17. Fogli di carta fissi alle porte

44 9 46
                                    

Un suono stridulo e cadenzato arriva alle mie orecchie come un coltello sottile e affilato che mi trapassa la testa ripetutamente. I timpano chiedono pietà a gran voce, le tempie dolenti non smettono di pulsare al ritmo di una musica che si ripete ogni cinque minuti.

A occhi chiusi tasto un comodino che non riconosco, non è quello della mia stanza, e ne ho la certezza quando la mano entra in contatto con il legno freddo e spoglio di un tavolo che non sa cosa significhi il calore e il profumo di pagine stampate posate su di esso. Tastarlo in ogni angolo è inutile: il suono proviene dal lato opposto rispetto a quello in cui mi trovo.

Apro le palpebre con riluttanza e allungo il braccio verso l'altra metà del letto nella speranza di riuscire ad afferrare il telefono che non la pianta di strillare e vibrare; con Eva nel mezzo ogni mio sforzo viene vanificato dal suo corpo immobile. Le muovo il fianco con il ginocchio ma ricevo in risposta un mugugno sognante.

«Nella mia vita precedente devo aver combinato parecchi guai per essermi meritata una rossa con il sonno pesante» sussurro a me stessa alzando la voce mentre pronuncio le ultime parole. Lei continua a non dare cenni di vita e, ricordando i più fastidiosi insegnamenti di Celeste, credo che l'unica soluzione sia quella di svegliarla nel modo più odioso che conosco, ma prima devo spegnere la sveglia a tutti i costi.

Mi alzo dal letto con riluttanza, il corpo è pesante come un macigno, e trascino i piedi sul parquet tiepido fino ad afferrare il telefono, ora in pausa.

La piacevole sensazione di silenzio e tranquillità di una giornata di neve invernale si impadronisce dell'ossigeno della stanza. Tra le mie mani un lento vibrare ricomincia, riportando le quattro mura all'interno di un caotico frastuono, e, sebbene ne sia decisamente infastidita, le iridi color pece dei miei occhi non possono far altro che posarsi sull'orario.

Cazzo, penso.

«Cazzo!» Urlo in preda a una scarica di agitazione che mi fa cadere in un baratro di panico.

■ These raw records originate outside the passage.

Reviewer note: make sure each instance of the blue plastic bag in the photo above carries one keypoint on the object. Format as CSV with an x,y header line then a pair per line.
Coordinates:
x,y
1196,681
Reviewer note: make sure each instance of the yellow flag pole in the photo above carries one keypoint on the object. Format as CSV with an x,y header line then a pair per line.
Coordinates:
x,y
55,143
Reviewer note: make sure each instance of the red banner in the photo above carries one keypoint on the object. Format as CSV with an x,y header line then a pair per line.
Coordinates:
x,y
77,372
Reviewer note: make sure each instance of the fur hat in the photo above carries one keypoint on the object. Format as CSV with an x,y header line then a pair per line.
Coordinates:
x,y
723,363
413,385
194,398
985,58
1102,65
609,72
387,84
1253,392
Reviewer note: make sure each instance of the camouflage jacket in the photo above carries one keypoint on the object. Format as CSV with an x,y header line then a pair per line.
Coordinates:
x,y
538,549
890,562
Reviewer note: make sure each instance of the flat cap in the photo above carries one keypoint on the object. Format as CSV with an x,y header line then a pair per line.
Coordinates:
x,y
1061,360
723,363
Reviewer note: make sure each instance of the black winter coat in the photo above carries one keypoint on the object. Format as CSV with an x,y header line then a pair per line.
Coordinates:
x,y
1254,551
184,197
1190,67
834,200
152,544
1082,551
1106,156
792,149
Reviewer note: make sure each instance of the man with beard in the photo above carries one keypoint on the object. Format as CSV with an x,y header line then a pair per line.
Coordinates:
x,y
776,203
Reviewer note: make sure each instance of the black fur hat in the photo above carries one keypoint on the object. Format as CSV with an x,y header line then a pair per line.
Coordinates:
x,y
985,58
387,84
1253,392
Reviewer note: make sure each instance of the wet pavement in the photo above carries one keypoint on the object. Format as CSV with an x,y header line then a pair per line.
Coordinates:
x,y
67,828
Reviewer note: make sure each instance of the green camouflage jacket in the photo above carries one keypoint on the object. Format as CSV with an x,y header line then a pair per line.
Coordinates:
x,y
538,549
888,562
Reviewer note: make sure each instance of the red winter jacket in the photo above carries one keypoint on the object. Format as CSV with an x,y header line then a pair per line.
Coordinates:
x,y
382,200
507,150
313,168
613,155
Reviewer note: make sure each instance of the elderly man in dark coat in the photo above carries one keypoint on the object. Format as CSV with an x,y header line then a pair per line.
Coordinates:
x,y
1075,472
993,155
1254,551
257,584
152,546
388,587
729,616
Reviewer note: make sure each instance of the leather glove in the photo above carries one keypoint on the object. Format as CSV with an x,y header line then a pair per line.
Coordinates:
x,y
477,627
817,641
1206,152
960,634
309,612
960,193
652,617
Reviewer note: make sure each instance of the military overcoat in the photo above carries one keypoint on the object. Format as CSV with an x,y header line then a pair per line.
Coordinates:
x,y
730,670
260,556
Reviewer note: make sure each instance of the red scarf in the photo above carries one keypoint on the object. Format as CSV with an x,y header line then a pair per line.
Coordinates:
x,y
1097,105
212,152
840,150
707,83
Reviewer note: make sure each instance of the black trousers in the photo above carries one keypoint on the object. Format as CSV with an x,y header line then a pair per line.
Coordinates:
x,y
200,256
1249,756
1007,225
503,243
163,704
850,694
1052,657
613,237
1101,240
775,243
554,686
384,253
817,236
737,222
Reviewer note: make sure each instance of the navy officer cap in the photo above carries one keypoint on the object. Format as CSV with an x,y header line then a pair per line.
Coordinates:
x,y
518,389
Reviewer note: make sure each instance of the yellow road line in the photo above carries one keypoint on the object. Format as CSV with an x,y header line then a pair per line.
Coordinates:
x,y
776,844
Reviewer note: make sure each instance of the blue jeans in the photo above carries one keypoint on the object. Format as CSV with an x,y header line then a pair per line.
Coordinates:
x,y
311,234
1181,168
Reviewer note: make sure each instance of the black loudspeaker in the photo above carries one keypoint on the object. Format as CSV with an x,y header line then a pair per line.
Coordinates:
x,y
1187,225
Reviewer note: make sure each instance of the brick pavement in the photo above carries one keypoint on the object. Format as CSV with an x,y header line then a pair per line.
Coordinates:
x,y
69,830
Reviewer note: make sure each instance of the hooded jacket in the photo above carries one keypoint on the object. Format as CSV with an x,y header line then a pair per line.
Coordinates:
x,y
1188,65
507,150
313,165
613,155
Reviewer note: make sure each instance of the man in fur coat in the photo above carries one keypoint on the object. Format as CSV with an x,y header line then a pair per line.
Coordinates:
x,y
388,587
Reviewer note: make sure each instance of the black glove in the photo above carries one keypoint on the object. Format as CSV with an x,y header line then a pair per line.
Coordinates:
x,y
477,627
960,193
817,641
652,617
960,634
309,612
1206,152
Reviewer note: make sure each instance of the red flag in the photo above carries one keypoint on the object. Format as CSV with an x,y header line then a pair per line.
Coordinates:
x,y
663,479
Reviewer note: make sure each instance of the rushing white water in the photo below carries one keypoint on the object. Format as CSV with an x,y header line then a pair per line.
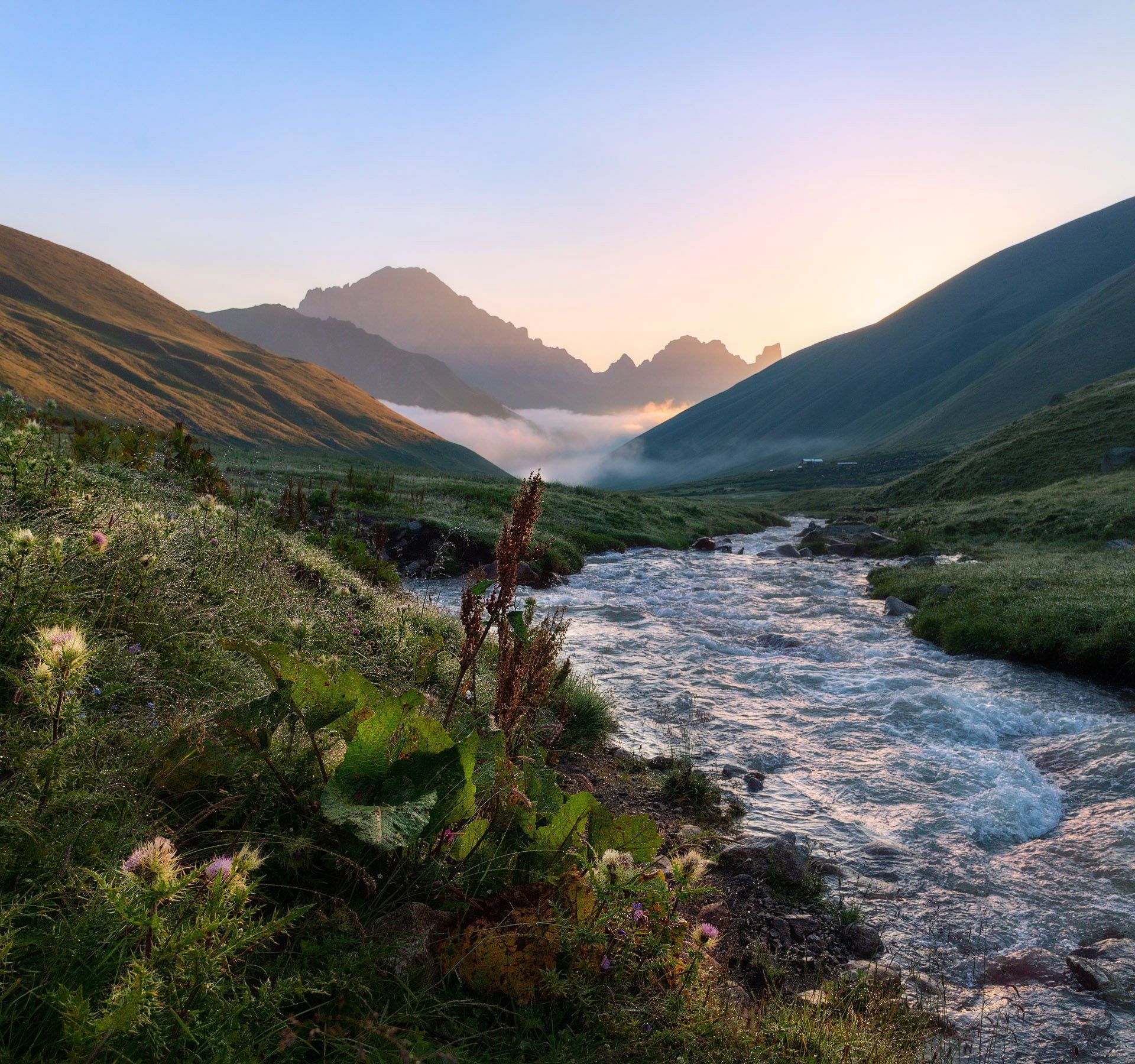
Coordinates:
x,y
984,808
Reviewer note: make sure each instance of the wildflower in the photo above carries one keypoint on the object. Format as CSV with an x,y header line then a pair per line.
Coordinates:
x,y
155,860
220,867
61,653
705,934
690,866
615,867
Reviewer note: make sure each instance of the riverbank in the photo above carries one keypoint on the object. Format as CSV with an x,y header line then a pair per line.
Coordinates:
x,y
434,524
245,818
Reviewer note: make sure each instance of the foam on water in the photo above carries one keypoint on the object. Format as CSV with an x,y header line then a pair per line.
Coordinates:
x,y
1006,792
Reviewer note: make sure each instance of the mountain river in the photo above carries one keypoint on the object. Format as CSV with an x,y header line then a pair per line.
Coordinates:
x,y
983,812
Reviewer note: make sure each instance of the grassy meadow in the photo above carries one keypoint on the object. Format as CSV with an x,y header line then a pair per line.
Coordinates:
x,y
467,510
228,761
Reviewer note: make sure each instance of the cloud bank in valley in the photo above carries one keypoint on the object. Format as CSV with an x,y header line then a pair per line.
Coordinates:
x,y
568,447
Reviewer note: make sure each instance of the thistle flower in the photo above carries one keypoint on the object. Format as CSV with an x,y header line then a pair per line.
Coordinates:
x,y
705,934
615,867
21,541
220,867
63,653
689,866
156,860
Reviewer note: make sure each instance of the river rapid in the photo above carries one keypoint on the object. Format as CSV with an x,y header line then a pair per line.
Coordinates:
x,y
983,812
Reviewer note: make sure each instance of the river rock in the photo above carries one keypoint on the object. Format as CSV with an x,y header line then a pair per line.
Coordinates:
x,y
776,641
884,976
1116,458
1107,968
410,930
786,862
802,924
896,607
863,940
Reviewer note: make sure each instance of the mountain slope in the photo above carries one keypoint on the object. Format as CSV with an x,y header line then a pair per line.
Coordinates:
x,y
1069,437
99,343
995,332
417,311
374,364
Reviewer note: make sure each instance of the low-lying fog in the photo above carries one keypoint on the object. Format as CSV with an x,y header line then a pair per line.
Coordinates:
x,y
566,446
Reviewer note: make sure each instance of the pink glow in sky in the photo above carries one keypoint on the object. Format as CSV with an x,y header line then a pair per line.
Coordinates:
x,y
609,175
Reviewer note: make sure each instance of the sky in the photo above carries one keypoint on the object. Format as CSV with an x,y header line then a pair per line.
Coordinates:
x,y
610,175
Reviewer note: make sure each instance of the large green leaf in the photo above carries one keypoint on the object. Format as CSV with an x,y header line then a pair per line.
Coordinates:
x,y
395,801
566,828
633,833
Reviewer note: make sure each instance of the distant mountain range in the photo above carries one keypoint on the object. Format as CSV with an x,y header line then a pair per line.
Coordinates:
x,y
101,344
414,310
371,362
1047,316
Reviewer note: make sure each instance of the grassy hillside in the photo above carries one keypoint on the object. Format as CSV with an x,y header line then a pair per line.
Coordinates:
x,y
1068,437
372,364
79,332
1047,579
1048,314
467,511
244,815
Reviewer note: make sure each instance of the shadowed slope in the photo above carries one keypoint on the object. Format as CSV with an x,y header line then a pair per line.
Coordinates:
x,y
984,346
101,344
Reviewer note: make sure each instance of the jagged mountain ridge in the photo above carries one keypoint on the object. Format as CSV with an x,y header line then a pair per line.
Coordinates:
x,y
103,345
417,311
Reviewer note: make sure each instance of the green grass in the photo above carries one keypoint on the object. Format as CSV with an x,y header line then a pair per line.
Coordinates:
x,y
468,511
276,962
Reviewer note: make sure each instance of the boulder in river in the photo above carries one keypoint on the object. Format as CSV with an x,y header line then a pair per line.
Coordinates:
x,y
1107,968
896,607
863,940
776,641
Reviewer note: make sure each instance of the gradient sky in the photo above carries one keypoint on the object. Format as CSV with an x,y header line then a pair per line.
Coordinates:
x,y
611,175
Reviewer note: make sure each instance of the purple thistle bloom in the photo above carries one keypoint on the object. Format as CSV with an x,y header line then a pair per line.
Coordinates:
x,y
220,867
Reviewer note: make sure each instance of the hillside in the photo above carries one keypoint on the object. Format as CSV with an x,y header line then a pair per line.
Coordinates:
x,y
371,362
101,344
1067,438
419,312
1048,314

«Eva, svegliati! Sono le dieci e siamo in ritardo!» Provo a strattonarla più che posso mentre, con tutta l'aria che ho nei polmoni, le grido nell'orecchio. Le provoco un lieve e impercettibile lamento.

«Non farmelo fare, Smith! Ti concedo due secondi per aprire gli occhi, altrimenti...» non conto, non le do il tempo di scoprire quale sia il piano a cui ho pensato. Non dovrei farlo, se penso a tutte le volte che Celeste ha usato questa tecnica con me, mi sale il nervoso.

Afferro l'angolo del piumino, espiro profondamente e tiro il tessuto fino a scoprire completamente Eva, piedi compresi.

«Questo non dovevi farmelo, Davis!» La voce della rossa è ruvida, tagliente, e molto incazzata. Occhi assonnati di un verde smeraldo mi inceneriscono a ogni sguardo.
Sei stata proprio crudele, Amelia.

«Sei crudele, Davis» piagnucola come una bambina.
«Non sei la prima a dirmelo questa mattina» la vocina nella mia testa ci ha già pensato.

Sento qualcosa di morbido impattare contro la mia faccia cogliendomi completamente alla sprovvista. Tra le mani ho il cuscino con cui ha dormito Eva questa notte; questo è il genere di gesti che mi fanno alzare gli occhi al cielo, sono esasperanti.

«Allora, perché mi hai svegliato?» chiede lei con gli occhi da cerbiatto.
«Sono le dieci e siamo in ritardo per la prima lezione dell'anno scolastico. Mi avevi promesso...» non faccio in tempo a finire la frase che lei si lancia sul materasso e si avvolge in un bozzolo di coperte.

Si intravedono unicamente le sue iridi vispe e divertite, poi la sento dire qualcosa: «Davis, sei tu quella che sta facendo tardi. Io sono al secondo anno e per oggi non ho lezioni in programma».